Our response to the Whorlton Hall Safeguarding Adults Review
VoiceAbility has contributed significantly to the Safeguarding Adults Review (SAR) report, as we were one of the two advocacy services working at Whorlton Hall – referred to as the ‘Internal Advocacy Provider’ in the SAR report.
The Whorlton Hall SAR report is another powerful call for change.
Like previous reports and reviews, it adds to the overwhelming evidence that people with a learning disability and autistic people are at high risk of neglect and abuse in mental health hospitals and must be better supported to live a good life in the community.
The SAR report sets out ‘what happened and why’ at Whorlton Hall, and follows a BBC Panorama exposé which was aired in May 2019.
Its analysis and recommendations focus on how people can be better safeguarded from abuse in hospitals such as Whorlton Hall.
It identifies advocacy services as one of the pillars in keeping people safe, but also the systemic weaknesses in its commissioning and provision.
One of the SAR report’s key conclusions is that:
“Current arrangements for the commissioning and oversight of advocacy services and the skill requirements of independent advocates, are inadequate for people with learning disabilities and/or who are autistic, who are in-patients in specialist mental health hospitals or who are at risk of becoming in-patients.
This leaves people in the most high-risk settings, the least well served and creates a false security that advocacy is in place.
At Whorlton Hall, VoiceAbility was commissioned by the healthcare provider to provide additional (or non-statutory) advocacy services separate from the statutory independent mental health advocacy commissioned by the local authority.
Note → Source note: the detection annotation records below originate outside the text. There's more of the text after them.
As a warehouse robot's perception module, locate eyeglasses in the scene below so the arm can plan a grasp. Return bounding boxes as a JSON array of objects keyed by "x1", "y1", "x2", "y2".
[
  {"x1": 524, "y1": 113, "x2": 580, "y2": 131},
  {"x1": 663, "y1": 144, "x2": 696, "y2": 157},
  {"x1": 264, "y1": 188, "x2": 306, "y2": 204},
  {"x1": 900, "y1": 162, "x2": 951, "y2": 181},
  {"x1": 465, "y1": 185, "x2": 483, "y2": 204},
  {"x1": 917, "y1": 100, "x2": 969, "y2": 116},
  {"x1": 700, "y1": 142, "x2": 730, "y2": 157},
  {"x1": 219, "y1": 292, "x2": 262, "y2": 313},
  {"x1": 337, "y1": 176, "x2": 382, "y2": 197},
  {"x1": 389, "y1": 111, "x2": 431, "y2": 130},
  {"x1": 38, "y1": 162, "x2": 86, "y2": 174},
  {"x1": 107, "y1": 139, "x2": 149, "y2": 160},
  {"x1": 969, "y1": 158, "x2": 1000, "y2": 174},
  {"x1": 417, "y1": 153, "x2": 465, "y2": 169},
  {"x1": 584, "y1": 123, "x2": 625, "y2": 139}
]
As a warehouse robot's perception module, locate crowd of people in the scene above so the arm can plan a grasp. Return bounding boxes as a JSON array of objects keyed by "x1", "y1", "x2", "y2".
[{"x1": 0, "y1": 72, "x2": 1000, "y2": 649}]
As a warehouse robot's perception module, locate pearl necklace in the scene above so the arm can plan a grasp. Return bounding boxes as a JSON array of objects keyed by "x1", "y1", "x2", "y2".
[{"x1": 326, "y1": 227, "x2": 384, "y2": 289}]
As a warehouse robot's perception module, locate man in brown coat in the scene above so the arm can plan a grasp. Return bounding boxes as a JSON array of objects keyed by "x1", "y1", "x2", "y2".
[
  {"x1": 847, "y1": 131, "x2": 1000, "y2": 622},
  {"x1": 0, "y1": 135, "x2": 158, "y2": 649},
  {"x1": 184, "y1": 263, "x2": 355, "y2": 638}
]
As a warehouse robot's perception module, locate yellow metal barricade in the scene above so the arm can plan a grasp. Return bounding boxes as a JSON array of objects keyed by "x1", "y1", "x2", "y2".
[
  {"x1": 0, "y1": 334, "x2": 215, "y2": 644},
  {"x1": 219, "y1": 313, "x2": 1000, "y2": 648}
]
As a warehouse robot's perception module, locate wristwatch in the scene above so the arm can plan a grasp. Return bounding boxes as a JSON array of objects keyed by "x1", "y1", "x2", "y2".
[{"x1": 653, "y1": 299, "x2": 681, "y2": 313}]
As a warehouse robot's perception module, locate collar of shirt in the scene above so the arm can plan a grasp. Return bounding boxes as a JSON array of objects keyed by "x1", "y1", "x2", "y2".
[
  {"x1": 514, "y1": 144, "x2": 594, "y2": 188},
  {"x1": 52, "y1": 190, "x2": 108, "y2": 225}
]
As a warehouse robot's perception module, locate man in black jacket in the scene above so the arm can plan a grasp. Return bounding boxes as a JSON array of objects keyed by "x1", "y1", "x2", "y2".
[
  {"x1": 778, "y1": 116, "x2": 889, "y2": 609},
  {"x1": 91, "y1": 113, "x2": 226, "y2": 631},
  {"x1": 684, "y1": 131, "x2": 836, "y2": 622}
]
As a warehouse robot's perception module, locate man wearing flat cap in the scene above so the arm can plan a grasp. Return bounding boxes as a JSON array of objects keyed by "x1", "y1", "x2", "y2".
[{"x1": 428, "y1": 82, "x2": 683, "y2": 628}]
The SAR report reflects the conclusions of VoiceAbility’s internal review that the advocacy service provided at Whorlton Hall did not meet our own service standards and therefore was not of the quality and effectiveness it should have been.
Our aim is to ensure people’s voices are heard, their rights are respected and they’re kept safe from harm. We are truly sorry that we did not do this.
The SAR also notes that, prior to the abuse at Whorlton Hall becoming known to us or others, VoiceAbility had already instigated a major programme to ensure our advocacy and safeguarding practice is of consistently high quality.
Changes made include:
- the development, rollout and continuing improvement of new safeguarding training, resources and safeguarding process guidance
- the development of a strong preventative safeguarding culture with specific attention to the challenges in working with people in restricted and closed healthcare environments. This includes regular drop-in sessions to support staff working in ‘high risk’ care environments
- a Safeguarding Community of Practice to support the identification and dissemination of best practice
- the appointment of a practice team, including a safeguarding lead, to provide additional oversight and expert guidance in matters of safeguarding
- improved supervision and quality audit processes, and better use of data and evidence
What needs to happen now?
In relation to advocacy services, the SAR report concluded that Whorlton Hall is unlikely to be a ‘one-off’ and that systemic change is required in the commissioning and provision of advocacy services.
As well as working to strengthen our own services, we are also contributing to challenging conversations within the wider advocacy sector about what needs to change.
For example, VoiceAbility published a paper in March 2022 setting out the case for a nationally-commissioned specialist service for people with a learning disability and autistic people in inpatient settings due to the heightened risks of abuse and neglect they face.
Jonathan Senker, VoiceAbility’s Chief Executive, said:
We know that well-designed and reliably delivered community support is the route to everyone being able to live a good life, free from abuse of human rights in places like Whorlton Hall.
“However, whilst there are people with a learning disability and autistic people who remain in hospital, we must do everything we can to improve the support for them.
“We believe a specialist advocacy service which is nationally commissioned would provide more effective and consistent support for people with a learning disability and autistic people in mental health hospitals.
“The abuse uncovered at Whorlton Hall must lead to urgent change, with strengthening of advocacy services across the country an essential part of this.”